The object of my affection
This morning you thanked me.
Thank you my love. And thank you for all the changes you've made in your life that have made my life one of joy and comfort.
This. This is my reward. I told you then, and I'll reiterate it now, but I always feel like I'm getting away with something when you thank me. I'm not guilty, per se, but I do feel like I got the deal of the century.
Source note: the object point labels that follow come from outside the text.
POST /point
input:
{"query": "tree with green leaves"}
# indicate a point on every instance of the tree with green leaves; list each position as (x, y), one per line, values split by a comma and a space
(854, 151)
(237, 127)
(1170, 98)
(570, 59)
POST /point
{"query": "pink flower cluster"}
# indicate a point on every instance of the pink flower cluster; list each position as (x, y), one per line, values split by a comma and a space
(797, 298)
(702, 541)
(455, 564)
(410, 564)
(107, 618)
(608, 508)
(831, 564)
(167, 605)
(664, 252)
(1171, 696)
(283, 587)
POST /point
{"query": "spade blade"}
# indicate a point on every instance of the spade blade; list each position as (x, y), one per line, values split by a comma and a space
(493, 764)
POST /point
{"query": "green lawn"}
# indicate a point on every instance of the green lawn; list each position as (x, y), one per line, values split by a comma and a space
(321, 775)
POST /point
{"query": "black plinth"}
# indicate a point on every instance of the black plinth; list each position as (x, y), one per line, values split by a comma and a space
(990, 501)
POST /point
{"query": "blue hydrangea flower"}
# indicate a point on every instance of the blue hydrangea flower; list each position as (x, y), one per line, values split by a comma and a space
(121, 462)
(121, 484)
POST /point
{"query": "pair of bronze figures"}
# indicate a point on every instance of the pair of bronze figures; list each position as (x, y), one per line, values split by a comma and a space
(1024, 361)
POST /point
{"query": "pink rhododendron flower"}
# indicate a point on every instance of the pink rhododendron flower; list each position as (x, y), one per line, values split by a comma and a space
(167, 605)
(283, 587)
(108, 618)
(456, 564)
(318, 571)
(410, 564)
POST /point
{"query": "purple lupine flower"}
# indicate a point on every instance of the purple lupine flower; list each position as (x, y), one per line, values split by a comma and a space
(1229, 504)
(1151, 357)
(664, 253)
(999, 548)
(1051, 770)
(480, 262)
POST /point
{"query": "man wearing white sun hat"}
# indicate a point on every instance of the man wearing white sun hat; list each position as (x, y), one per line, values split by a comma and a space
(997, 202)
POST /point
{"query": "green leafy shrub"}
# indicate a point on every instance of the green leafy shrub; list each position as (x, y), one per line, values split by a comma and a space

I get your love. I get to know exactly what you want, pretty much all the time. I get to look forward to a long life of joy and contentment. I am free of shame, and what guilt I have is transitory, addressed in the moment. I'm leaner, stronger, healthier, more virile, and I have a renewed focus. You've scraped away all the scar tissue of my emotional struggles and self-torment. All of those gifts, and the price pales in comparison. I look forward to chances to physically serve you. The best part of my day yesterday? Spending that time carefully kneading lotion into your feet and legs. It felt like the sweetest reward. But if I were to go out and try to sell this relationship to other men, I think the easiest sell would be that of how focused my libido is. Porn is meaningless to me. I notice other people that are attractive, but it is in a clinical way. Sure he or she is a fine physical specimen. But there's no tingle of sexual tension in any of that. It is only you, in that regard. My sexual potency is unrivaled by any point in our long relationship. Yes, even those 10 days where we averaged 5 times a day! The control I have, the absolute focus! I only look to you, and your cues. This morning I saw this scene (the picture) in bed, and I was so moved by your sexiness that I made sure to tell you, and ask if I could take a picture. And I love that you agree with me. "I look GOOD!" was your reaction. Yes. Yes you do. You make being completely, 100% devoted to you in all things extremely easy. For all your traits that make you a wonderful person to everyone in your life, your unabashed MILF-yness makes my sexual life one of easy dedication and exquisite erotic joy. Sigh. Counting the hours and minutes until I can be near you again.